You are given an integer array nums and an integer target.
Your task is to find three integers in nums such that the sum is closest to target.
Return that sum.

You may assume there is exactly one solution.

Example
Input: nums = [-1, 2, 1, -4], target = 1
Output: 2
Explanation: The sum that is closest to 1 is 2 (from -1 + 2 + 1).

Constraints

  • Array length ≥ 3
  • Elements may be positive, negative, or zero
  • Only one closest answer exists

Approach (Simple English)

This problem is a variation of the classic 3Sum two-pointer strategy.

Key observations:

  1. If the array is sorted, we can fix one number and then use two pointers to search for the best sum for the remaining two numbers.
  2. Sorting makes it easy to move the pointers efficiently because:
    • If the current sum is too large, move the right pointer left.
    • If the current sum is too small, move the left pointer right.
  3. Track the closest sum so far using absolute difference: if |currentSum - target| < |closestSum - target|: update closestSum

Why this works
Sorting and the two-pointer method reduce the problem from O(n³) brute force to O(n²).
Since we only track closeness, we do not need to store combinations.

Detailed flow:

  1. Sort the array.
  2. Loop i from 0 to n-3:
    • Use two pointers:
      left = i + 1
      right = n - 1
  3. Compute sum = nums[i] + nums[left] + nums[right].
  4. If the sum is exactly equal to target, return immediately.
  5. Otherwise update the closest sum.
  6. Move pointers based on comparison with target.
  7. Continue until all combinations are considered.

This guarantees the closest sum is found.

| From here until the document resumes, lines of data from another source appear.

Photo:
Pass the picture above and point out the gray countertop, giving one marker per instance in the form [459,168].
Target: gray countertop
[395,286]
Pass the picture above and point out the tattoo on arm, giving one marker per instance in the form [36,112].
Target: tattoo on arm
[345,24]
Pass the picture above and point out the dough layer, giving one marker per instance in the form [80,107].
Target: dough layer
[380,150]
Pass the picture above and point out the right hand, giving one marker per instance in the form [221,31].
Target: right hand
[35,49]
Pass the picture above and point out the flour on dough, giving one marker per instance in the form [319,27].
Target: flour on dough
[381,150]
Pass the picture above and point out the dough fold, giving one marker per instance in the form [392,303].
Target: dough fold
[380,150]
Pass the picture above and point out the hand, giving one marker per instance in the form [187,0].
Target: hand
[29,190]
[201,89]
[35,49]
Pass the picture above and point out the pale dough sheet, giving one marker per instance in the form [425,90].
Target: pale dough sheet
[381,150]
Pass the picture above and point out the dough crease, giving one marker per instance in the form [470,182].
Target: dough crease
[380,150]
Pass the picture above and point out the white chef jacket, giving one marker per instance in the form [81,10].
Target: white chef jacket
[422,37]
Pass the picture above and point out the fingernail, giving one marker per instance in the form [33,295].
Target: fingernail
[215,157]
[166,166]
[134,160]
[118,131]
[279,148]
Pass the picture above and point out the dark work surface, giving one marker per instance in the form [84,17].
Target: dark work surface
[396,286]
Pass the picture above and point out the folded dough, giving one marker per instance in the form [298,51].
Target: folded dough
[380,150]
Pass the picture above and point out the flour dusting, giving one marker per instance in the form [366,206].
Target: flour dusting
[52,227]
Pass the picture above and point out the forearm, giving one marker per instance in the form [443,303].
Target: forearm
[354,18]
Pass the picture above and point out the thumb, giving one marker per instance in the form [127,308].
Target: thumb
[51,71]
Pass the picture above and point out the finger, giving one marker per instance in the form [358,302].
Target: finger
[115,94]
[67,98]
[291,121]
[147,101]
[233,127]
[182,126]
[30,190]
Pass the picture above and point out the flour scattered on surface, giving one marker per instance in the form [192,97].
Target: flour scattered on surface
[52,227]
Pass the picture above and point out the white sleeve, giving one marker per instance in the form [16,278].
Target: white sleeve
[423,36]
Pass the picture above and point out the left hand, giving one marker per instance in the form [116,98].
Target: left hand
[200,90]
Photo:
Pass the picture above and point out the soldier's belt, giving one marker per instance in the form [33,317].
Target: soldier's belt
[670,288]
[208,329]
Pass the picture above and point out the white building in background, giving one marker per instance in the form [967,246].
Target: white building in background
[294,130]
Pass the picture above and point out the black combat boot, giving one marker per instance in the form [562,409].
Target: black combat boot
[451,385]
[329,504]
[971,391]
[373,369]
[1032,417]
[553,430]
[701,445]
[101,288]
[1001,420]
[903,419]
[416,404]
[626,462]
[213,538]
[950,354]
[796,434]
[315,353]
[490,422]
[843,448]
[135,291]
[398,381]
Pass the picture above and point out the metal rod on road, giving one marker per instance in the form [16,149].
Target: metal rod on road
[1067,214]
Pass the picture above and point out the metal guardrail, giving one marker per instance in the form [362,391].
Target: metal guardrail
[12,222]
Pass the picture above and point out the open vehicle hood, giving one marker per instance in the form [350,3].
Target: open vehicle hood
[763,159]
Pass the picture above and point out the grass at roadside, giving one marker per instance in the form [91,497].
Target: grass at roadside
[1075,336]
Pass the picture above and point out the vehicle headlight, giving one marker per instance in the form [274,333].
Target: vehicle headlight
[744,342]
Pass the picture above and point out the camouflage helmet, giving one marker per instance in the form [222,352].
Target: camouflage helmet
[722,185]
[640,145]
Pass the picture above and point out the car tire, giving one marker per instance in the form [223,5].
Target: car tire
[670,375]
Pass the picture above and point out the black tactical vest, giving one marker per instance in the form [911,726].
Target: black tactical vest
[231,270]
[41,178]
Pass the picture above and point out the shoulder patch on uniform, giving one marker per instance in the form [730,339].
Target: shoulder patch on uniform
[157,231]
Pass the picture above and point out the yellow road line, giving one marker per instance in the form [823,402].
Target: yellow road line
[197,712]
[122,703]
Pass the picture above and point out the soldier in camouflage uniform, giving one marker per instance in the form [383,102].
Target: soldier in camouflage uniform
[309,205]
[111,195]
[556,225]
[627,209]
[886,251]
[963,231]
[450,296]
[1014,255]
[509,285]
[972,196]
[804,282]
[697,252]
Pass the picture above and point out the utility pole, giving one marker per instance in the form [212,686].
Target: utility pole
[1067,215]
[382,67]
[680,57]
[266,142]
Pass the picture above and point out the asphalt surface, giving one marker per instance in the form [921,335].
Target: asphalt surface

Java Code (Optimal O(n²) Solution)

import java.util.Arrays;

class Solution {
    public int threeSumClosest(int[] nums, int target) {
        Arrays.sort(nums);
        int n = nums.length;

        int closestSum = nums[0] + nums[1] + nums[2];

        for (int i = 0; i < n - 2; i++) {

            int left = i + 1;
            int right = n - 1;

            while (left < right) {
                int sum = nums[i] + nums[left] + nums[right];

                if (Math.abs(sum - target) < Math.abs(closestSum - target)) {
                    closestSum = sum;
                }

                if (sum < target) {
                    left++; 
                } else if (sum > target) {
                    right--;
                } else {
                    return sum; // exact match
                }
            }
        }
        return closestSum;
    }
}

Dry Run (Step-by-Step Example)

Input
nums = [-1, 2, 1, -4], target = 1

Step 1: Sort
nums = [-4, -1, 1, 2]

Initial closestSum = -4 + -1 + 1 = -4

i = 0 (nums[i] = -4)

left = 1, right = 3

  1. sum = -4 + -1 + 2 = -3
    |-3 – 1| = 4 vs |-4 – 1| = 5 → update closestSum = -3
    sum < target → move left → left = 2
  2. sum = -4 + 1 + 2 = -1
    |-1 – 1| = 2 vs |-3 – 1| = 4 → update closestSum = -1
    sum < target → left = 3 → stop

i = 1 (nums[i] = -1)

left = 2, right = 3

  1. sum = -1 + 1 + 2 = 2
    |2 – 1| = 1 vs |-1 – 1| = 2 → update closestSum = 2
    sum > target → right = 2 → stop

i = 2 (stop loop because n – 2 = 2)

Final closestSum = 2

Complexity

Time complexity:
O(n²) — sorting plus two-pointer search for each element.

Space complexity:
O(1) extra space (apart from sorting).

Edge Cases

  • Array already sorted: algorithm still works.
  • All numbers positive or all negative: two-pointer logic still applies.
  • Large values of integers: no overflow risk in Java int for constraints.
  • Only one closest answer exists, so no tie-handling needed.